Morrissey's quiet desperation and romantic worldview continues to connect and inspire fans
"A lot of it has to do with the intensity of him as a person," says local Moz fan DJ Maladjusted (he prefers to be known by this moniker, which references a Morrissey solo album title), who will be hosting A Night Of Morrissey at Beauty Bar, March 6. "He's kind of a no-bullshit personality. He says what he wants and fuck all what people think of it. And his fans have carried that over into their devotion for him. I once saw a Morrissey concert in Santa Fe, New Mexico, and I saw grown men fist-fighting each other for a piece of his shirt."
The garment war that Maladjusted is referring to was not an isolated incident. Since his days in the Smiths, Morrissey has had a strong proclivity toward disrobing on stage to flaunt his horribly gaunt (at least in the '80s and '90s) yet playfully arousing upper body -- and at some point began tossing his wardrobe into the audience, where they ritualistically tear the shirt to pieces like starving wolves being handed a single pork-loin. The fabrics often become both items of worship, a kind of pop shroud of turin, and a status of achievement, like a Lakota warrior collecting a scalp, or a sci-fi nerd owning The Star Wars Holiday Special on laser-disc.

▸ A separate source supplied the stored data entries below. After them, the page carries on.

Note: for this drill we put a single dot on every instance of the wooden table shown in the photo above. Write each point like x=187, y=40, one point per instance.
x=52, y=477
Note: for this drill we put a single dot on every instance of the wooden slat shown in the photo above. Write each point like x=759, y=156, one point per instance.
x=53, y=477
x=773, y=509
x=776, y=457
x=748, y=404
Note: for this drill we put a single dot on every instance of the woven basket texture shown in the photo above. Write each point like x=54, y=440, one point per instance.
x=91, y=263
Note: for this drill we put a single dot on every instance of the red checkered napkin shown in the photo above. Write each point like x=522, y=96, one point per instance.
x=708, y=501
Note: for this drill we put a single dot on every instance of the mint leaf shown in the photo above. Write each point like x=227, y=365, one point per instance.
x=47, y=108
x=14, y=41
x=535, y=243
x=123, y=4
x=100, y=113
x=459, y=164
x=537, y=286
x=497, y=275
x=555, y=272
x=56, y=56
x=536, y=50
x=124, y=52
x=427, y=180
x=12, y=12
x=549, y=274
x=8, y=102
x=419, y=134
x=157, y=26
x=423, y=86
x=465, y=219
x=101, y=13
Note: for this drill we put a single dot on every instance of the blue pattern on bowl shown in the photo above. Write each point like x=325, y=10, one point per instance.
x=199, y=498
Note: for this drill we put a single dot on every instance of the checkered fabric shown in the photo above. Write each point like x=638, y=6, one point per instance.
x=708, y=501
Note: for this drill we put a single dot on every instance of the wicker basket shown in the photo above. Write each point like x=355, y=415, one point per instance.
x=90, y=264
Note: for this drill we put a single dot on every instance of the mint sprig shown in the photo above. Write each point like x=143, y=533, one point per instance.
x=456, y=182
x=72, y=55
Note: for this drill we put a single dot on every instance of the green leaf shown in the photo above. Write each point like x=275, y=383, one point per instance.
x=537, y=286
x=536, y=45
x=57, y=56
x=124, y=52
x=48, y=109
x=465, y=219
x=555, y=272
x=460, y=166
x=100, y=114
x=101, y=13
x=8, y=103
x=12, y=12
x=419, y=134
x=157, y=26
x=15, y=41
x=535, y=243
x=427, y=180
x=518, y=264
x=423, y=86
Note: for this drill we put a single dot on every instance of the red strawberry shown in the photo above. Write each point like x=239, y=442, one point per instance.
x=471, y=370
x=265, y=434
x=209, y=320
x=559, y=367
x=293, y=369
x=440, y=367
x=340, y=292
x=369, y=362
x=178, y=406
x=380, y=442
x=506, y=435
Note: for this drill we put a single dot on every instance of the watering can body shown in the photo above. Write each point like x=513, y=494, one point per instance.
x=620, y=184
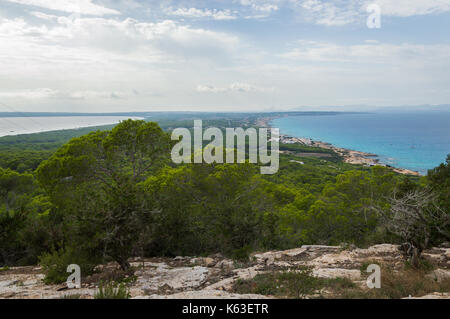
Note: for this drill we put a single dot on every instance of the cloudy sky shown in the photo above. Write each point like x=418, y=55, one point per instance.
x=131, y=55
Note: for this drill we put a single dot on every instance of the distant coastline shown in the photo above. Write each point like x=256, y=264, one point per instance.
x=350, y=156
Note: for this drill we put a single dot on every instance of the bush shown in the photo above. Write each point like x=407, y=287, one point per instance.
x=55, y=264
x=291, y=284
x=241, y=254
x=112, y=290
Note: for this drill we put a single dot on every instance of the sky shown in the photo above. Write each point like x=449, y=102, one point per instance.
x=222, y=55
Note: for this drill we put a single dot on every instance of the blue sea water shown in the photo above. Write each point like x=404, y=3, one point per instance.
x=417, y=141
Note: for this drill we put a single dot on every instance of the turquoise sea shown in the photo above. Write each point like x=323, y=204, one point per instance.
x=417, y=141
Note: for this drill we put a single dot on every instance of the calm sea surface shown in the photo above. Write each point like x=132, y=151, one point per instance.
x=417, y=141
x=27, y=125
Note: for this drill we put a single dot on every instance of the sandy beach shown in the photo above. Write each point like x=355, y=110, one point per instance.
x=349, y=156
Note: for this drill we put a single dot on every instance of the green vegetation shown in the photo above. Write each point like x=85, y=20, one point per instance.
x=112, y=290
x=110, y=195
x=297, y=284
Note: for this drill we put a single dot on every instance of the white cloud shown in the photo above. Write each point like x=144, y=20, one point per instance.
x=340, y=12
x=40, y=93
x=407, y=8
x=233, y=87
x=371, y=52
x=201, y=13
x=71, y=6
x=44, y=16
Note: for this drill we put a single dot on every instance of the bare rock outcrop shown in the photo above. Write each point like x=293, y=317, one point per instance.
x=214, y=276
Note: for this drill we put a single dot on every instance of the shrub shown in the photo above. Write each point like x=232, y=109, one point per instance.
x=241, y=254
x=55, y=264
x=291, y=284
x=112, y=290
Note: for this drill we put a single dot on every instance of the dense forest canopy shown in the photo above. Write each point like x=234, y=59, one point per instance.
x=112, y=194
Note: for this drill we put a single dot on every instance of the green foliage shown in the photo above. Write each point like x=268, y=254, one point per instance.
x=94, y=179
x=112, y=290
x=54, y=264
x=114, y=194
x=298, y=284
x=205, y=209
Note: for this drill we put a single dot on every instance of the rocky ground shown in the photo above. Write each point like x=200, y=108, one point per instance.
x=214, y=276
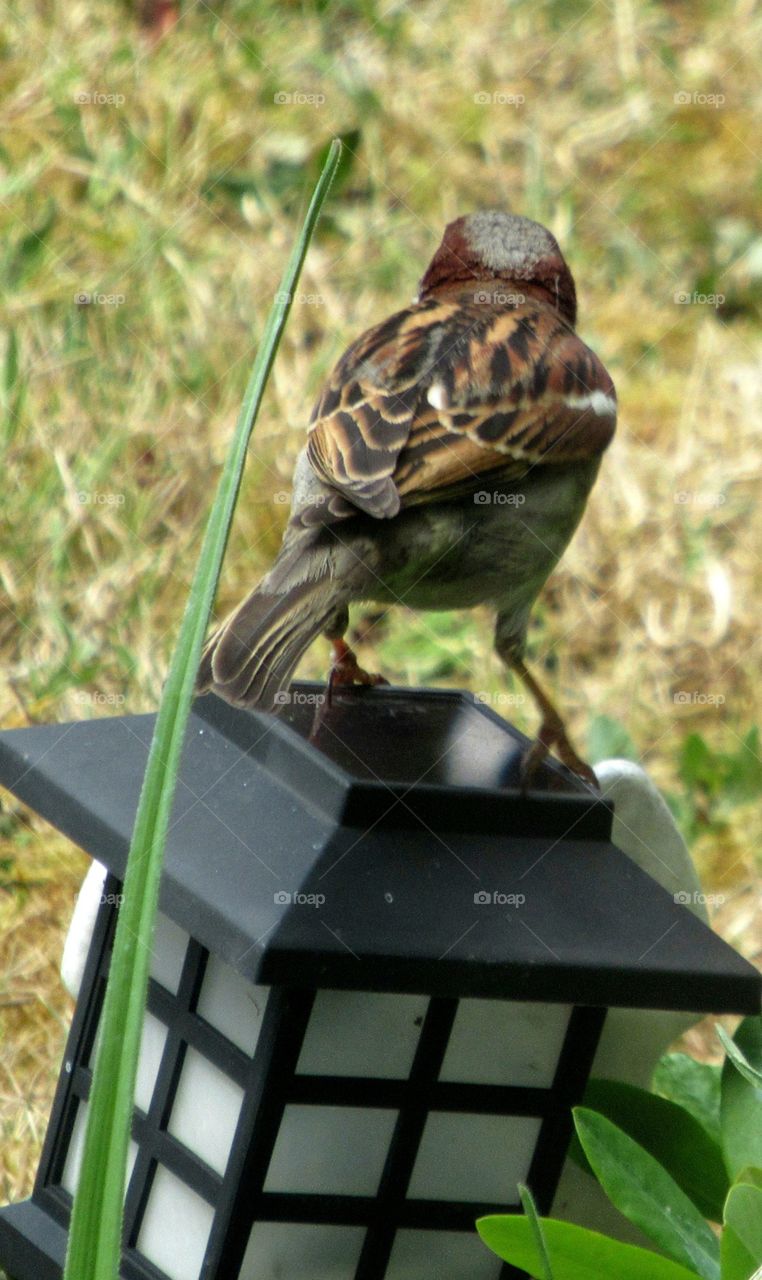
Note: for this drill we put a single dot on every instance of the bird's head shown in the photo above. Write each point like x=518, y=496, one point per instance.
x=492, y=245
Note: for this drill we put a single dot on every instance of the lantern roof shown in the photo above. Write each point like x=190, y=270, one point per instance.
x=383, y=842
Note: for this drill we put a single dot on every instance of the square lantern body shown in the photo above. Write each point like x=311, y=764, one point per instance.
x=378, y=981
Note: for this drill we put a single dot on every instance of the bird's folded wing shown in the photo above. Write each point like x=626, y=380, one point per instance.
x=443, y=393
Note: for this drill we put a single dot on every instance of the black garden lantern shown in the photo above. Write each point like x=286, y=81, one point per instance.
x=378, y=983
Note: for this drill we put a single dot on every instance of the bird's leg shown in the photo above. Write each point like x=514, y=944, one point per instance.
x=345, y=668
x=551, y=734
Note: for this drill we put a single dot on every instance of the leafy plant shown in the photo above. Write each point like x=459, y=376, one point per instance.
x=674, y=1180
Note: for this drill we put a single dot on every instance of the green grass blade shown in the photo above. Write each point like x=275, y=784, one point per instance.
x=95, y=1235
x=537, y=1230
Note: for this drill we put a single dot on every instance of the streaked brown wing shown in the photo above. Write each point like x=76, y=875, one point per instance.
x=453, y=392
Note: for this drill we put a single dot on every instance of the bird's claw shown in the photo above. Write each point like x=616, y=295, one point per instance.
x=346, y=671
x=552, y=735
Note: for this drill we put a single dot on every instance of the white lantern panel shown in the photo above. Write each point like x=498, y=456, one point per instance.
x=205, y=1110
x=292, y=1251
x=473, y=1157
x=232, y=1005
x=331, y=1151
x=153, y=1042
x=176, y=1228
x=437, y=1255
x=506, y=1042
x=73, y=1162
x=363, y=1033
x=168, y=952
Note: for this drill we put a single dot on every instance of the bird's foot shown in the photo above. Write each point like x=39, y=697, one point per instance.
x=552, y=736
x=346, y=670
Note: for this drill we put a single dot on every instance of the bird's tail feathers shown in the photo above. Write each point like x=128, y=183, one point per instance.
x=251, y=657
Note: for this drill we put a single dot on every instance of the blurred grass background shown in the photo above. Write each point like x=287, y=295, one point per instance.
x=151, y=176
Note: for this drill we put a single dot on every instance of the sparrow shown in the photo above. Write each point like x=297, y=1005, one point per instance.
x=448, y=461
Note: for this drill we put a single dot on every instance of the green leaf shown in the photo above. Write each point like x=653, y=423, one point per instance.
x=642, y=1191
x=693, y=1086
x=575, y=1252
x=608, y=739
x=671, y=1136
x=735, y=1260
x=739, y=1060
x=537, y=1230
x=95, y=1237
x=743, y=1215
x=740, y=1106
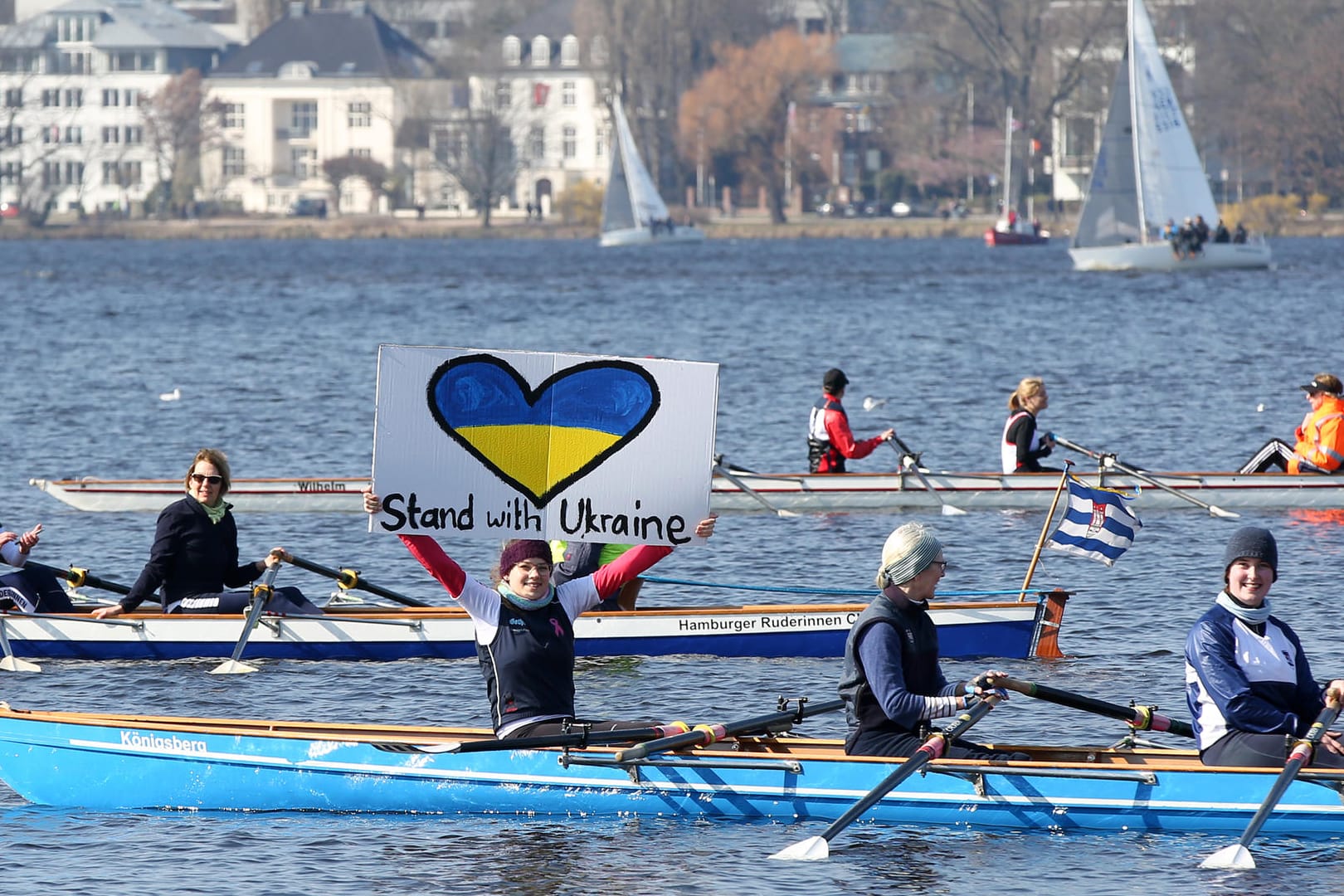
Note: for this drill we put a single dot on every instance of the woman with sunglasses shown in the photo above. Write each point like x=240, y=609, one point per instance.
x=893, y=684
x=194, y=559
x=524, y=625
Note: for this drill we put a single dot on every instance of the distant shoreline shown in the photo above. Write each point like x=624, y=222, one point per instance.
x=746, y=226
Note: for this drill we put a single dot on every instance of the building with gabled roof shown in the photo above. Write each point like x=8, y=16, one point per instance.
x=74, y=80
x=314, y=86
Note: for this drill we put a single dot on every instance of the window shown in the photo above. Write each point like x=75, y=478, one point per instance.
x=569, y=51
x=541, y=51
x=236, y=162
x=303, y=162
x=303, y=119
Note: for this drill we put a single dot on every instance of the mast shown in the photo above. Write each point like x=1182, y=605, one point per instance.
x=1133, y=121
x=1007, y=162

If Maladjusted is right, and the lack of self-conscious censorship that Morrissey lives his life with is reflected in the shameless lengths to which his fans will go show their love, then it stands to reason that the religious rituals they've created around him are also a mirror of the singer's high-minded ideologies. Known to approach radicalism in the defense of animals, the Smiths alarmed parents with the title of their second album, Meat Is Murder, in a way not yet seen previously in rock music. To this day, no meat is served in a venue where Morrissey is performing, forcing McDonalds inside stadiums to close for the night; and once forcing him to walk off the stage at Coachella in 2009 after smelling cooked meat. "I can smell burning flesh," he said, "and I hope to God it's human."
Yet another way Morrissey baffled parents and enthused outcast teenagers was his confessions of asexuality. He would repeatedly state in interviews that he had no interest in sex with men or women, yet, at the same time, he would write lyrics and design album covers that gushed erotic desire like an open vein. He would live his days as a lone-wolf monk, yet at night, he'd enter the stage and unleash a libidinous rage on the audience, strip-teasing for them and flailing his tender skin about the air while singing lyrics of isolation like, "I've got no right to take my place in the human race," and "last night I dreamt that somebody loved me."